The singer faced allegations from four men between 1958 and 1983. On Thursday (local time) he spoke of his relief at his decision.
"I have always maintained my innocence, cooperated fully with the investigation, and cannot understand why it has taken so long to get to this point," Sir Cliff said in a statement.
"Nevertheless, I am obviously thrilled that the vile accusations and the resulting investigation have finally been brought to a close."
Television presenter Gloria Hunniford has seen firsthand the toll it has taken on her friend.
The raid on Sir Cliff's penthouse was filmed by the BBC following a police tip-off, and later shown on other channels -- before the star was even told he was under investigation.

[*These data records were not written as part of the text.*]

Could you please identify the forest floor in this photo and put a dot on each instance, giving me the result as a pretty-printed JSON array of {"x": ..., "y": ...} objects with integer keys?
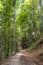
[{"x": 23, "y": 57}]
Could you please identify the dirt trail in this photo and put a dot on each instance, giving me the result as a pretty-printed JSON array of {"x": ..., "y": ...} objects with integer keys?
[{"x": 25, "y": 58}]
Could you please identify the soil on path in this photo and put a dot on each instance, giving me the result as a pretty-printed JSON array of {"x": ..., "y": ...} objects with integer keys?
[{"x": 26, "y": 58}]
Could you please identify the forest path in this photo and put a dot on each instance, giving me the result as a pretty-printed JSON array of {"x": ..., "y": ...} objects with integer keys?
[
  {"x": 19, "y": 59},
  {"x": 25, "y": 58}
]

"Other than in exceptional cases, people who are facing allegations should never be named publicly until charged," Sir Cliff says.
"I was named before I was even interviewed and for me that was like being hung out like 'live bait'."
Today South Yorkshire police apologised for the anxiety caused by the raid, but said the allegations were complex and took considerable time to investigate.
Despite the departure of suspended Chief Constable David Compton, the force faces more criticism from another man wrongly accused of historic sex crimes.
It took prosecutors just five weeks to decide there wasn't sufficient evidence to bring charges.
There's now likely to be a much longer inquest into what many see as a police witch-hunt.